So, what encoded size can you expect your messages to be?

So, overall, you can expect that your large encoded messages are generally at least 33% larger than the size of the original files.  The size of small encoded messages relative to their raw counterparts can vary widely — but will fall far short of any realistic size limits.

Then why do servers limit messages based on encoded size?

The encoded size is the size that email servers see when transporting email messages across the Internet, so this is the natural size for the server to place limits on.  For the server to place limits on the “raw size” instead, the email servers would first have to accept and decode every large message they come across (or at least ones within a certain size range) to determine if the raw size is acceptable. While a limit on raw sizes may be conceptually easier for the end user, it is so much processing for email servers that it is not worth the small gain in usability by using a raw limit.  In fact, it’s easier to just make the encoded limit larger so that larger raw messages can make it through!
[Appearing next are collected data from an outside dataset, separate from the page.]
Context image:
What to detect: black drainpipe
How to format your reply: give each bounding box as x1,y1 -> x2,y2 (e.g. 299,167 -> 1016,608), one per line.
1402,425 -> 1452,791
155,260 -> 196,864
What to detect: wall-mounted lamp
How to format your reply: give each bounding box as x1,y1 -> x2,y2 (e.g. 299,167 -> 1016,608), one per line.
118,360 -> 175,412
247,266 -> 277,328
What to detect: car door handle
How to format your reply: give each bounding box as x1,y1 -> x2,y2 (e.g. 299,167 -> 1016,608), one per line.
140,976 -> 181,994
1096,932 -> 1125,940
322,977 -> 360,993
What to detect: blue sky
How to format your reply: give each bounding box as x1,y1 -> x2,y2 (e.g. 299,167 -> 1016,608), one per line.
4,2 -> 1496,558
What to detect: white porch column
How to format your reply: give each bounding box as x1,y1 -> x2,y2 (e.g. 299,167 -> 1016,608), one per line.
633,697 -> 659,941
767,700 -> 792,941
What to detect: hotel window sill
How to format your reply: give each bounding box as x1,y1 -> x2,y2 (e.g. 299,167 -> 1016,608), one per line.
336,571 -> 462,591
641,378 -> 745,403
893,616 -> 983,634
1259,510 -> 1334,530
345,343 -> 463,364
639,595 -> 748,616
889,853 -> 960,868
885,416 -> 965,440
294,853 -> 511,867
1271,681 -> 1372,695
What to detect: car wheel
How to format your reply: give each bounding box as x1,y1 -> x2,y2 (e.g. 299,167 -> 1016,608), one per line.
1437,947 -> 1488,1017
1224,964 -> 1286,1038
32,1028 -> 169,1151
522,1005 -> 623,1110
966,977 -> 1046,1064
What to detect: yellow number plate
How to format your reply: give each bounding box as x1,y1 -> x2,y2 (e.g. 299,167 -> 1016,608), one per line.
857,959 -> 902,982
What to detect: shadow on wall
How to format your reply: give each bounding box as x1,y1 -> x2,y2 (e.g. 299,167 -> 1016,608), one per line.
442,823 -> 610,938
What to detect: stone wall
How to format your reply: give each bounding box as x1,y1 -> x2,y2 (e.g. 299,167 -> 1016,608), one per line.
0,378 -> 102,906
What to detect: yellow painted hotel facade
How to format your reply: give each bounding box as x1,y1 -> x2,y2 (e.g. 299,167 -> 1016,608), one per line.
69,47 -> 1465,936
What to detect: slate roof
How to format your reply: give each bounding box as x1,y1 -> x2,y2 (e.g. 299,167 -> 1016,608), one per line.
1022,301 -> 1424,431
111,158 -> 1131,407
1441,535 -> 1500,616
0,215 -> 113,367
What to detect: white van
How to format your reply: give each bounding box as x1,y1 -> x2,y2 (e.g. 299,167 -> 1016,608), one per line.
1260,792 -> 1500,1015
LuxSci has recently increased its encoded message limit from 50MB to 200MB on its servers because folks are sending larger and larger messages these days.  LuxSci’s WebMail system limits the size of sent messages to 70MB — raw size.  It uses the raw size because when you are sending messages, WebMail actually knows the raw size already, so this is conceptually easier for the user.  The limit is well below 100MB so that once these messages are encoded, they will still have an encoded size of less than 100MB, the encoded-message limit across LuxSci’s systems.